Fungal clusters of dot-laced filament emerge from swelling cellular nests, each shape recalling cross-sections of spores, alveoli, or encoded mycelia. Lines shimmer with respiratory breath or aquatic movement. This page is often cited as the most biomorphic in the series, its forms evocative of both neural maps and coral polyps. Some researchers believe it depicts a form of living script—language as a tissue or growth process.
High contrast between thick strokework and delicate filament lines defines this page's emotionally volatile surface. Language appears to unravel, dance, or shout depending on the segment—an expressive fugue of scriptural attitude. Certain passages vibrate like the 'shiver lines' in Tantric scrolls, while others resemble the disturbed tracks of a seismograph. The page may represent a conversation between multiple internal voices.
Perhaps the most taxonomical entry in the manuscript, this page lists rows of repeating glyphs—each slightly varied, as if undergoing morphological drift. S-like figures evolve into eights, loops into figure-eights, hooks into bifurcations. The rigor and linearity give the sense of a linguistic census, or the inventory of a collapsing phonemic system.
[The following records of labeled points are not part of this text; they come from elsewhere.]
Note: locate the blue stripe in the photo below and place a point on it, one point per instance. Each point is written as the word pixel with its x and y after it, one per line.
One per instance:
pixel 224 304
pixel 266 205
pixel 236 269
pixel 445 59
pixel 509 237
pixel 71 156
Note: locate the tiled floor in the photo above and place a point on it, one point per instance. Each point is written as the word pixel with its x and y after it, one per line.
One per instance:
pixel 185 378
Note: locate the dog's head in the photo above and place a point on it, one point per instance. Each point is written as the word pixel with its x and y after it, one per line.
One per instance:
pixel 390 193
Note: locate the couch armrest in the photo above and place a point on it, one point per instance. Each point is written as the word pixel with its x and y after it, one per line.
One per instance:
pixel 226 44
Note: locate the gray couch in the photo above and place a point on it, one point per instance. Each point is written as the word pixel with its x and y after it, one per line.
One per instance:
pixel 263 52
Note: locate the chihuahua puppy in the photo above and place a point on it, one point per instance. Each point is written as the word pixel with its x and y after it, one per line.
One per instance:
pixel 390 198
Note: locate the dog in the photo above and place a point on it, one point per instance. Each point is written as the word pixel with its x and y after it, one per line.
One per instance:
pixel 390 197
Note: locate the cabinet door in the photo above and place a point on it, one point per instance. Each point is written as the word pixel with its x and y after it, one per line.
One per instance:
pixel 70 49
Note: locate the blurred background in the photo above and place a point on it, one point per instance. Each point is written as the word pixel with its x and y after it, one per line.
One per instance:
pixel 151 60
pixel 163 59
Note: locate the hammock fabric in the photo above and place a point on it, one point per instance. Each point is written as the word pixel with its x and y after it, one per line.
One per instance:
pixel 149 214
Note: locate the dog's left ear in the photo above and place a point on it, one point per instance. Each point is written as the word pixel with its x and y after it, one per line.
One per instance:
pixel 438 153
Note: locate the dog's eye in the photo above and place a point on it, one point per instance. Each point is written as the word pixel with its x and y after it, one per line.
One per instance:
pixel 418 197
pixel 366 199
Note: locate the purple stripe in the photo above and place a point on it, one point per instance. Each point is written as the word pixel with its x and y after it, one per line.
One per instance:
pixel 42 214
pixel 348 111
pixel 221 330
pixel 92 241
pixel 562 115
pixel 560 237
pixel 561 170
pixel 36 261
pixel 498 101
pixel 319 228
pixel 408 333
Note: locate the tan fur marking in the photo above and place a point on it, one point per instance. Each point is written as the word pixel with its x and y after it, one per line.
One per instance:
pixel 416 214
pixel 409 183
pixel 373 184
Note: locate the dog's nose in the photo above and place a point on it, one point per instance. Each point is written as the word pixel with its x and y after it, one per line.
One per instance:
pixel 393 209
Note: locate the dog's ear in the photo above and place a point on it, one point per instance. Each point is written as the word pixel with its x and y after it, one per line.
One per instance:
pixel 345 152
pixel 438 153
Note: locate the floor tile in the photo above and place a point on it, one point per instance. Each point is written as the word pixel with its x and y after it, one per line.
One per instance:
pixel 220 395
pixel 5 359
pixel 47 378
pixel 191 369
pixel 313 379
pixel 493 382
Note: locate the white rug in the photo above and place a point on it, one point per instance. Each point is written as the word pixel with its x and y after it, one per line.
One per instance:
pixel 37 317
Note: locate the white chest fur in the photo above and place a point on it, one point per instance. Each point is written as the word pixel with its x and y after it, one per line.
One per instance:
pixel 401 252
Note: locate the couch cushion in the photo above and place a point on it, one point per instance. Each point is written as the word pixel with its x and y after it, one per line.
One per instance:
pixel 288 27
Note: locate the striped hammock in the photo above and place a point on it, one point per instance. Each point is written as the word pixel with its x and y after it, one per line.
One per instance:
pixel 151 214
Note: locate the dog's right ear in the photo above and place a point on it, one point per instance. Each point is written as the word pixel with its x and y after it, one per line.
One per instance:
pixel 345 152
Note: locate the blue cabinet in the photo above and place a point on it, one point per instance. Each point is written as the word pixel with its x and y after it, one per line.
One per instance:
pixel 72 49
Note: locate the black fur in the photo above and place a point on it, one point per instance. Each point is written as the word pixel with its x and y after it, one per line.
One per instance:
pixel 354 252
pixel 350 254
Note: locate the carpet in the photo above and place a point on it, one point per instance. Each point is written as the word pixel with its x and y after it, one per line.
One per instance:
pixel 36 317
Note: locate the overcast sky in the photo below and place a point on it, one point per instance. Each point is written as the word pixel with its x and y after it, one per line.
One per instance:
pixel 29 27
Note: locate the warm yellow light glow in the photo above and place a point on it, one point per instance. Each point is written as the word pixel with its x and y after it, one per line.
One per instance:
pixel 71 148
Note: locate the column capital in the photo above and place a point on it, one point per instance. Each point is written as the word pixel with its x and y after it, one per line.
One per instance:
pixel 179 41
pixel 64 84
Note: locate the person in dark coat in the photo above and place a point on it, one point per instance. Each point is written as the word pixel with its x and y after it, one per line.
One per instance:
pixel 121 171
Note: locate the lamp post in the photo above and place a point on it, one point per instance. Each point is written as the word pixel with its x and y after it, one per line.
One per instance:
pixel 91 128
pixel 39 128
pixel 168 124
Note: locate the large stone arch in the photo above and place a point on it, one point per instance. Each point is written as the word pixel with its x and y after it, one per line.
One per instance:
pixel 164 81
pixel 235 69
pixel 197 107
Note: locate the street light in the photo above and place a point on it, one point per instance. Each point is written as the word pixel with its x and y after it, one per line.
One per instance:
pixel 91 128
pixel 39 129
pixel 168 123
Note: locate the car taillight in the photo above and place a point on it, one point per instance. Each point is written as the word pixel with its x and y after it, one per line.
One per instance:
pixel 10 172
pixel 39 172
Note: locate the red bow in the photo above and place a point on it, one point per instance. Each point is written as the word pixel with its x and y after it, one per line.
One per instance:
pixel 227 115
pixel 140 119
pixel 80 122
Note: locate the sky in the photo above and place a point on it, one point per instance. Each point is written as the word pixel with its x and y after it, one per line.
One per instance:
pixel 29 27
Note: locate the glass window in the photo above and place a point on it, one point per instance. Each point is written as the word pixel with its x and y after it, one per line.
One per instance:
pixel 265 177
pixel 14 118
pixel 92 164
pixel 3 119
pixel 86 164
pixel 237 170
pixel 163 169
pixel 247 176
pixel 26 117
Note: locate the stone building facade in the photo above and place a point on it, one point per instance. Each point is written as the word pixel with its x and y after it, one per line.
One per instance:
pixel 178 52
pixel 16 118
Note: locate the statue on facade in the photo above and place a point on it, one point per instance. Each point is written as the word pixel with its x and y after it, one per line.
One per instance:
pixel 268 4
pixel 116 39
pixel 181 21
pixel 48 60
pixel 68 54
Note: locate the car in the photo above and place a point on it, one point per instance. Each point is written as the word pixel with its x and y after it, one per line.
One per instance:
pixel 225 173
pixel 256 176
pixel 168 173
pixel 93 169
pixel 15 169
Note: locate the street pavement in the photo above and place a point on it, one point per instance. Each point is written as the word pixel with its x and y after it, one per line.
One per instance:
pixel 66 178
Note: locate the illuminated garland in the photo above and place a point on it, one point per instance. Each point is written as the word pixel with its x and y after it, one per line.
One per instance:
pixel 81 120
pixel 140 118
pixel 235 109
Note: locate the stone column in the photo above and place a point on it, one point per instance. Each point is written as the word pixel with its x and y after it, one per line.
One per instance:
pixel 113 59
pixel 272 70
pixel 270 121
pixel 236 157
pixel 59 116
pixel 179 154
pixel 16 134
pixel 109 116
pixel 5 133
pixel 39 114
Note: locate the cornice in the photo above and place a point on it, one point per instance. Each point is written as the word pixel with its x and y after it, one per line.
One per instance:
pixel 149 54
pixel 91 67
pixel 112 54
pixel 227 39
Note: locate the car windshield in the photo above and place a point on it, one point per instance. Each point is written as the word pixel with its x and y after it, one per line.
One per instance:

Reminiscent of the script training charts produced in isolationist monasteries.
A field of recursive spirals and entropic mark clusters, with the bottom half collapsing into density and curvature, as if the page itself were pulled into a vortex. Line variation is extreme—some flickering like candle smoke, others dragging like geological strata. The final lines feature drooping, disconnected fragments, leading some scholars to read this as a farewell page, or the closing silence after the last word is lost.
Purple cursive forms that most closely resemble conventional handwriting—yet remain entirely unreadable. Wave-crests and spiral nodes punctuate what might be sentences. This folio is the one most likely to produce the sensation of imminent decipherment, a feeling that lasts precisely until you try.
The ache of almost-meaning. The Kneverline at its most seductive.
Blue ink, the most ornate folio. Dense scrollwork and calligraphic flourishes dominate the upper half—massive forms that suggest a trained hand, a schooled calligrapher who then proceeded to unlearn everything. Below: a cursive field of extraordinary regularity. The artist at peak fluency.
This is the folio that most convincingly argues these are letters. And then you look longer.
Eye-like forms with concentric irises stare from the margins. Topographic mountain-shapes in purple crowd the upper reaches. The only page in the codex that seems to look back. Iris and pupil are unmistakable. The artist has either embedded surveillance into the work, or the work has developed its own gaze.
Beneath the eyes: the same cursive script, now denser, more urgent. Something is being witnessed.
The final blue folio. Floating cloud-forms rendered in tight concentric spirals drift over a field of cursive script—like weather systems observed from above, or thoughts observed from outside a mind. The clouds are buoyant. They suggest lift. Departure. An atmosphere.
If this is the last page written, it ends not with conclusion but with float. The codex dissolves upward into something that cannot be transcribed.